Displays the query plan of a statement.


Syntax

EXPLAIN [ ( <option> [, ...] ) ] <statement>
EXPLAIN [ANALYZE] [VERBOSE] <statement>
where <option> can be:
ANALYZE [ <boolean> ]
VERBOSE [ <boolean> ]
COSTS [ <boolean> ]
BUFFERS [ <boolean> ]
TIMING [ <boolean> ]
FORMAT { TEXT | XML | JSON | YAML }

Description

The query plan of a statement is displayed as a tree plan of nodes. Each node indicates an operation, such as a join.

Read a query plan from bottom up, because a lower node feeds rows to the node directly above it. A query plan generally starts from table scans. Nodes above the scans handle operations such as sorts, aggregates, and joins, if necessary.

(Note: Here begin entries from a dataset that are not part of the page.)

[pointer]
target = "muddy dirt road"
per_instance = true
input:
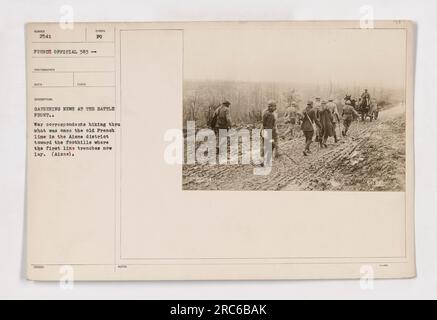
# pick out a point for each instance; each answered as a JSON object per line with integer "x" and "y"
{"x": 370, "y": 158}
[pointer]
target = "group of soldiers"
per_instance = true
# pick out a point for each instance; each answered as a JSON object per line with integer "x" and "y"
{"x": 319, "y": 120}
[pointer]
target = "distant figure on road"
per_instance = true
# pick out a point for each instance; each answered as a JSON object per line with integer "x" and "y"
{"x": 270, "y": 122}
{"x": 332, "y": 106}
{"x": 308, "y": 126}
{"x": 327, "y": 125}
{"x": 221, "y": 120}
{"x": 349, "y": 114}
{"x": 291, "y": 119}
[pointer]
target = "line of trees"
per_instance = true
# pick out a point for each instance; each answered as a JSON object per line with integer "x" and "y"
{"x": 249, "y": 99}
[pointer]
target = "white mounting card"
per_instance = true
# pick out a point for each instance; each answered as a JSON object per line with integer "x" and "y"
{"x": 220, "y": 150}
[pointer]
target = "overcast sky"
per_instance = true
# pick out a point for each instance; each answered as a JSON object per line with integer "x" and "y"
{"x": 315, "y": 56}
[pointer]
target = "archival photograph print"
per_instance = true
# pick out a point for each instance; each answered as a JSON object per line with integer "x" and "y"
{"x": 294, "y": 109}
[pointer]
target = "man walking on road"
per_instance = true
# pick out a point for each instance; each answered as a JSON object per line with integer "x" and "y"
{"x": 309, "y": 122}
{"x": 291, "y": 119}
{"x": 270, "y": 123}
{"x": 221, "y": 120}
{"x": 349, "y": 114}
{"x": 332, "y": 106}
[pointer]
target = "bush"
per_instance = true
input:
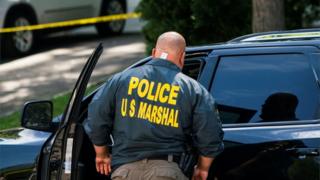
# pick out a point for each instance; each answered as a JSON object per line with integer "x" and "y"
{"x": 199, "y": 21}
{"x": 211, "y": 21}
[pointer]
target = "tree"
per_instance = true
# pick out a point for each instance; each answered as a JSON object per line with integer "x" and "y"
{"x": 268, "y": 15}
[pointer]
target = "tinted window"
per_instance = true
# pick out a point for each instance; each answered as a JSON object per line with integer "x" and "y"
{"x": 264, "y": 88}
{"x": 192, "y": 68}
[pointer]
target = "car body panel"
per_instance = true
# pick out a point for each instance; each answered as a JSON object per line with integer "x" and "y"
{"x": 19, "y": 152}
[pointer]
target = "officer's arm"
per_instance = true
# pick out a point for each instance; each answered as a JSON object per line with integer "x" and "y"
{"x": 207, "y": 129}
{"x": 204, "y": 163}
{"x": 201, "y": 170}
{"x": 103, "y": 159}
{"x": 101, "y": 114}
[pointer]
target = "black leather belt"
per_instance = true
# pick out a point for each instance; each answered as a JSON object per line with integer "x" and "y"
{"x": 170, "y": 158}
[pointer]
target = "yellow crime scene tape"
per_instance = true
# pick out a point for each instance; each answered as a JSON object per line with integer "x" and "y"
{"x": 76, "y": 22}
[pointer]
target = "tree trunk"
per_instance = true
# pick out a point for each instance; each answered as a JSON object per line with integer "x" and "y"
{"x": 268, "y": 15}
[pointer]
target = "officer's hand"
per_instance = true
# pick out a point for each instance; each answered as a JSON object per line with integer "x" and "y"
{"x": 199, "y": 174}
{"x": 103, "y": 164}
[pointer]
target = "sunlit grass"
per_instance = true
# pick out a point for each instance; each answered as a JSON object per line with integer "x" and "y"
{"x": 59, "y": 105}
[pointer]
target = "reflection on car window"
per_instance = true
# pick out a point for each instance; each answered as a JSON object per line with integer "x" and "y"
{"x": 192, "y": 68}
{"x": 264, "y": 88}
{"x": 279, "y": 107}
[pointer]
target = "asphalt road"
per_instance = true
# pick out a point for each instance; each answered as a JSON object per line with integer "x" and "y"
{"x": 56, "y": 65}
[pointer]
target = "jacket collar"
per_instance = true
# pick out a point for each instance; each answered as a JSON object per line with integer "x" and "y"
{"x": 164, "y": 63}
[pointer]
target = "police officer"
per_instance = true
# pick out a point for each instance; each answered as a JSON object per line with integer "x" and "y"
{"x": 149, "y": 110}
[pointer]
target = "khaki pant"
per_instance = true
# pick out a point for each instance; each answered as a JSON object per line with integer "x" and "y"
{"x": 149, "y": 170}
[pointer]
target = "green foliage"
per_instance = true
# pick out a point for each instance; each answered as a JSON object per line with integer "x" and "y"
{"x": 301, "y": 13}
{"x": 205, "y": 21}
{"x": 210, "y": 21}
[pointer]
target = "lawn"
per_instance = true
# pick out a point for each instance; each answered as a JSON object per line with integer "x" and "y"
{"x": 59, "y": 104}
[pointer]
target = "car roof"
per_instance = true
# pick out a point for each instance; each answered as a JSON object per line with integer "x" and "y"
{"x": 302, "y": 37}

The top nodes are usually the nodes that move rows between instances during query execution, such as redistribute, broadcast, and gather operations.

Each line in the output of EXPLAIN provides the basic node type and the following costs estimated by the planner for one node:

  • cost: the estimated execution time, usually measured in disk page fetches. Two values are displayed: the start-up cost and the total cost. The start-up cost indicates the time spent before the first row can be returned and the total cost indicates the time spent till the last row can be returned.

    When estimating the total cost, the planner assumes that all rows are retrieved. This can cause the estimated cost inaccurate in some cases, for example, using LIMIT.

  • rows: the estimated number of rows output by the node. It is often less than the actual number. In ideal situations, the estimated numbers of top-level nodes estimate the number of rows that are actually returned, updated, or deleted by the query.

  • width: the number of bytes of all the rows output by the node.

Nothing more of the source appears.